Friday, December 07, 2007

Iran, the bomb and the CIA: "political machination and cowardice"

Normblog, with his usual acumen, puts his finger right on the money:

Yesterday I posted about the reaction of some British policymakers to the National Intelligence Estimate (NIE) on Iran. Here Yossi Klein Halevi writes about the response from Israeli security officials:

No one with whom I've spoken believes that professional considerations, such as new intelligence, were decisive in changing the American assessment on Iran. What has been widely hailed in the American media as an expression of intelligence sobriety, even courage, is seen in the Israeli strategic community as precisely the opposite: an expression of political machination and cowardice. "The Americans often accuse us of tailoring our intelligence to suit our political needs," notes a former top security official. "But isn't this report a case study of doing precisely that?"

Adds a key security analyst:

"The report didn't surprise me. The [American intelligence] system isn't healthy. It has been thoroughly politicized...".....[Shabtai] Shavit notes that the problem with the NIE isn't in its facts but its deliberate ambiguity. "The whole report is filled with assessments of 'high probability,' 'middle probability,' 'low probability.' I don't need that." And if he had written the report? "I would have based my assessment on the facts and said unequivocally that Iran is going to create the ability to make a bomb."

Naturally, those who are partial to the findings in the NIE will not be swayed by the judgement that the US intelligence system 'has been thoroughly politicized', whereas in other circumstances they... would be.

Isn't it obvious how the very CIA who were maligned for "tailoring" their reports to fit Bush's expectations and provide the rationale for attacking Iraq, is now celebrated as the voice of truth and perspicacity by the very same voices?

The CIA seems to have caught the Chamberlainian virus.
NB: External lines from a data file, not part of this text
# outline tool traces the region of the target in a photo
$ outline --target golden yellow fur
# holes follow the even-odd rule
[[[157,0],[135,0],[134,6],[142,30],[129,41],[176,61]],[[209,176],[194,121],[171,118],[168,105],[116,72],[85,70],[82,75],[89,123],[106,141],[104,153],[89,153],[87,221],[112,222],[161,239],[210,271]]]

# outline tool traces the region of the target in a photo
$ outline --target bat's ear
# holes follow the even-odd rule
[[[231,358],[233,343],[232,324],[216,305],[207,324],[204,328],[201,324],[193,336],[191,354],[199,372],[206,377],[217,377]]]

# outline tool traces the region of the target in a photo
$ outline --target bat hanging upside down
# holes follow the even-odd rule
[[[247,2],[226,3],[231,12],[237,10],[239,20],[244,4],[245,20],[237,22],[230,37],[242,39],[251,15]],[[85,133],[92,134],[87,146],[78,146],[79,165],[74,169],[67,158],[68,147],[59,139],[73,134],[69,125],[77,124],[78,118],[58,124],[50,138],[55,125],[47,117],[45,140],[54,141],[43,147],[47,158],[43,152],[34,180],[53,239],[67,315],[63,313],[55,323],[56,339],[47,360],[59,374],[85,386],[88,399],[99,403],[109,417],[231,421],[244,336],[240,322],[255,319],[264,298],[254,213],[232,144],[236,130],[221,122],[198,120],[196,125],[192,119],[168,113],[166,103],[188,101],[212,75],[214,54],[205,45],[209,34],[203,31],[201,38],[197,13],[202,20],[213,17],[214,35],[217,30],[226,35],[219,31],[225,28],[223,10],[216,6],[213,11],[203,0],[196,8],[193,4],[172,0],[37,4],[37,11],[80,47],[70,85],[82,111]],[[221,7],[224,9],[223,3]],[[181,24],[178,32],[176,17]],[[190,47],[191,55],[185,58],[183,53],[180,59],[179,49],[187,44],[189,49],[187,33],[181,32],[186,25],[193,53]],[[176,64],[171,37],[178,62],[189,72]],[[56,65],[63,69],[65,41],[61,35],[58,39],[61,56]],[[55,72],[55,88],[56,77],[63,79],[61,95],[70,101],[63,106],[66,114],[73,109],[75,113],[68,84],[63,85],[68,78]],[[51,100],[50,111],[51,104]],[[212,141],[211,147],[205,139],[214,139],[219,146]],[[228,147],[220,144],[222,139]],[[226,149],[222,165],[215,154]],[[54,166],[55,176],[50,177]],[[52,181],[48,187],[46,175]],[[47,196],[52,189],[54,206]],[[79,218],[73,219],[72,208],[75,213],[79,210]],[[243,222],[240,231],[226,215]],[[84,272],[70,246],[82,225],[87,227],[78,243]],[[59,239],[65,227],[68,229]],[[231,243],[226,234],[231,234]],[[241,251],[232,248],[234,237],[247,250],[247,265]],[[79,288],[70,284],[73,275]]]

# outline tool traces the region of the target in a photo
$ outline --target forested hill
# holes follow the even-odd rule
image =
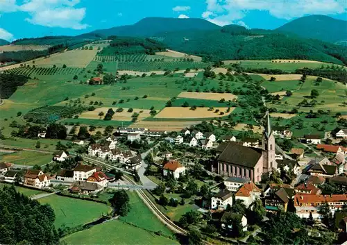
[[[305,38],[347,42],[347,22],[325,15],[301,17],[285,24],[276,31],[293,33]]]
[[[96,30],[90,33],[104,36],[150,37],[159,33],[187,30],[219,30],[220,28],[220,26],[203,19],[147,17],[141,19],[133,25]]]
[[[209,60],[314,60],[347,64],[347,48],[316,40],[264,30],[229,26],[221,30],[180,31],[158,35],[171,49]]]
[[[0,38],[0,46],[9,44],[10,42],[8,42],[3,39]]]

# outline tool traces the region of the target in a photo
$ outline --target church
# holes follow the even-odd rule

We'll see whether a new policy will emerge, based, as the article suggests on "deliberate ambiguity... filled with assessments of 'high probability,' 'middle probability,' 'low probability.' "

The same kind of bad assessments that may have precipitated the invasion of Iraq are now served to block the way to put greater pressure on Iran. And the cheerers-on of each option have traded places with a precision that boggles the mind. No scepticism, nothing learned from past experience.
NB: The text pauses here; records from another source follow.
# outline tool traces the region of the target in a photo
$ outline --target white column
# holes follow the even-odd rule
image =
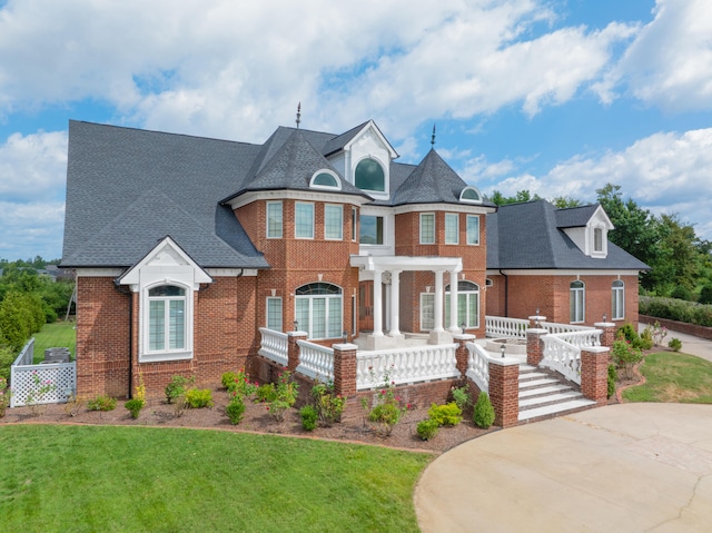
[[[459,324],[457,324],[457,272],[449,272],[449,324],[447,325],[453,333],[459,333]]]
[[[383,285],[380,270],[374,270],[374,337],[383,337]]]
[[[443,270],[435,270],[435,327],[434,332],[444,332],[443,329]]]
[[[400,335],[400,270],[390,270],[390,332]]]

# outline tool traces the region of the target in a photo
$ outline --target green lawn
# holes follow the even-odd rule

However, if you look at it from a different angle, what is noticeable is not a contradiction but a consistency, a conformity to one abiding principle: The Iraq war was bad because it was perceived as serving Israel's security interests. The no nukes Iran assessment is good because it harms Israel's security concerns. So whatever the denouement in Washington, it feeds into a greater narrative beloved by the Indecent Left, that of virulent anti-Zionism, and always benefits the ideology these sentiments nourish. If Israel is seen as the motive for war - good; if Israel is seen as the potential loser- good. Just like any conspiracy theory, such a narrative morphs in any which way to swallow up incongruities and irrationalities. Which reminds me of something my former professor once said when I asked him about what the Left was: The left is about conspiracy theories, he said with utter conviction.